People never want to pay for your swag.
Bands spend a lot of money producing their own albums, screenprinting T-shirts and hand-cutting posters. Just because you went to middle school with the singer does not mean you can expect free merch, so don't ask for it!

Everything is wrong with the venue.
Local groups often run into technical issues in smaller venues—poor acoustics, excessive feedback, no beer tickets. This can cause a lot of problems, especially if the sound guy or bar manager is a hulking lummox with neck tattoos and a no-nonsense attitude. The band will cleverly disguise their own piss-poor performance by blaming everything on the sound after the show, while publicly taking it out on the folks who bought tickets by throwing up their hands midset and refusing to work under such conditions.

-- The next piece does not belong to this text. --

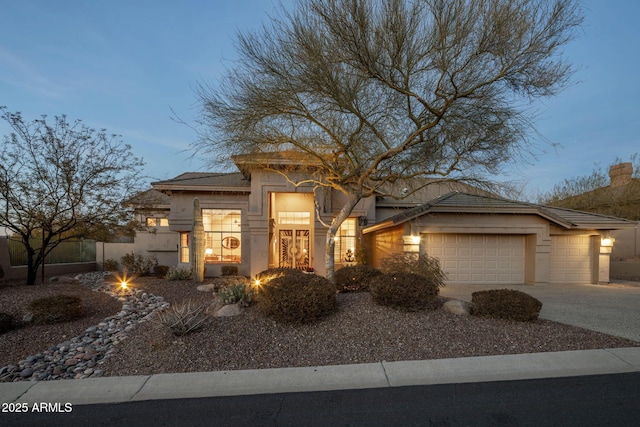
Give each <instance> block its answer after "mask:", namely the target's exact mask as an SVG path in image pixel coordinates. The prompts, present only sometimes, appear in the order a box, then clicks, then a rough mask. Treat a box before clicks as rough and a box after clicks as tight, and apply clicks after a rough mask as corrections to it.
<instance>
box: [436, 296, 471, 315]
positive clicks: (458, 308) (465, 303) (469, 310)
mask: <svg viewBox="0 0 640 427" xmlns="http://www.w3.org/2000/svg"><path fill="white" fill-rule="evenodd" d="M442 308H444V309H445V310H446V311H448V312H449V313H452V314H455V315H458V316H469V315H470V314H471V304H470V303H468V302H466V301H460V300H456V299H452V300H449V301H447V302H445V303H444V304H443V306H442Z"/></svg>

Girls won't sleep with them.
While it's true actual rock stars get a lot of action, it's not a perk right out of the gate. Many new bands are dismayed to find out that though they did everything in their power to put on a kick-ass show at a downtown Fullerton bar—donned vinyl platform boots and shot confetti into the crowd, etc.—they still needed game, which lots of them don't have. In fact, many musicians take to the stage because they don't know how to relate to people. For some reason, they think standing in front of throngs of drunks will change this. When it doesn't, it leads to resentment on the part of the band, and the audience suffers for it with subpar EPs and demos. From a May 6 Heard Mentality blog post.

 

This column appeared in print as “Why Your Local Bands Hate You.”